Perceptual Loss based Speech Denoising with an ensemble of Audio Pattern Recognition and Self-Supervised Models
This work addresses speech denoising for applications requiring high perceptual quality, but it is incremental as it builds on existing perceptual loss ideas and focuses on optimizing specific models.
The paper tackles the problem of improving perceptual quality in speech denoising by introducing a perceptual loss framework (PERL) that uses pre-trained models to discourage distortion, and finds that using an acoustic event model (PERL-AE) outperforms state-of-the-art methods on perceptual metrics.
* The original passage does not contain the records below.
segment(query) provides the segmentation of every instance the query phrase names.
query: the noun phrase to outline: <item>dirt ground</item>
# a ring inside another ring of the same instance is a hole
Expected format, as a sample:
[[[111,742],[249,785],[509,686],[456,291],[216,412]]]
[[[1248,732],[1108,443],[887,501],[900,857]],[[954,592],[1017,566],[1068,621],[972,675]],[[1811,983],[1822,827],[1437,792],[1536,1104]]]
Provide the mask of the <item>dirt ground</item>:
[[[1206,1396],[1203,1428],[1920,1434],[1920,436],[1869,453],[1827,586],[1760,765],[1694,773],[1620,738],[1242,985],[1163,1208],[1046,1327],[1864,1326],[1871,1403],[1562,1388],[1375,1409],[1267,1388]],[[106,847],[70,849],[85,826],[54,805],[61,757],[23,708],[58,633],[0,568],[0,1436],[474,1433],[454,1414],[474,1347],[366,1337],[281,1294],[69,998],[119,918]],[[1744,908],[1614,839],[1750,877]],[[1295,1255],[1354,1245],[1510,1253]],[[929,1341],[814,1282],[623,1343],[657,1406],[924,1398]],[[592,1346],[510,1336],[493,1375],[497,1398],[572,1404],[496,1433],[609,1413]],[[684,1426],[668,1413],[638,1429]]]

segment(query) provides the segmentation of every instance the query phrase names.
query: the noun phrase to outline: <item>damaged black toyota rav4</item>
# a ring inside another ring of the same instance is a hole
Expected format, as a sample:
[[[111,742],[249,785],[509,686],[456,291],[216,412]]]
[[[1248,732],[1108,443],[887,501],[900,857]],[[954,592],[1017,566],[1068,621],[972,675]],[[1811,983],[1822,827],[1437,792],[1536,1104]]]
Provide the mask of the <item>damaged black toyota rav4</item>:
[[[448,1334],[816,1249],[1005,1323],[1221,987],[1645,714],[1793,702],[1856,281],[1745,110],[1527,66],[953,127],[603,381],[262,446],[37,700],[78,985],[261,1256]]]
Deep learning based speech denoising still suffers from the challenge of improving perceptual quality of enhanced signals. We introduce a generalized framework called Perceptual Ensemble Regularization Loss (PERL) built on the idea of perceptual losses. Perceptual loss discourages distortion to certain speech properties and we analyze it using six large-scale pre-trained models: speaker classification, acoustic model, speaker embedding, emotion classification, and two self-supervised speech encoders (PASE+, wav2vec 2.0). We first build a strong baseline (w/o PERL) using Conformer Transformer Networks on the popular enhancement benchmark called VCTK-DEMAND. Using auxiliary models one at a time, we find acoustic event and self-supervised model PASE+ to be most effective. Our best model (PERL-AE) only uses acoustic event model (utilizing AudioSet) to outperform state-of-the-art methods on major perceptual metrics. To explore if denoising can leverage full framework, we use all networks but find that our seven-loss formulation suffers from the challenges of Multi-Task Learning. Finally, we report a critical observation that state-of-the-art Multi-Task weight learning methods cannot outperform hand tuning, perhaps due to challenges of domain mismatch and weak complementarity of losses.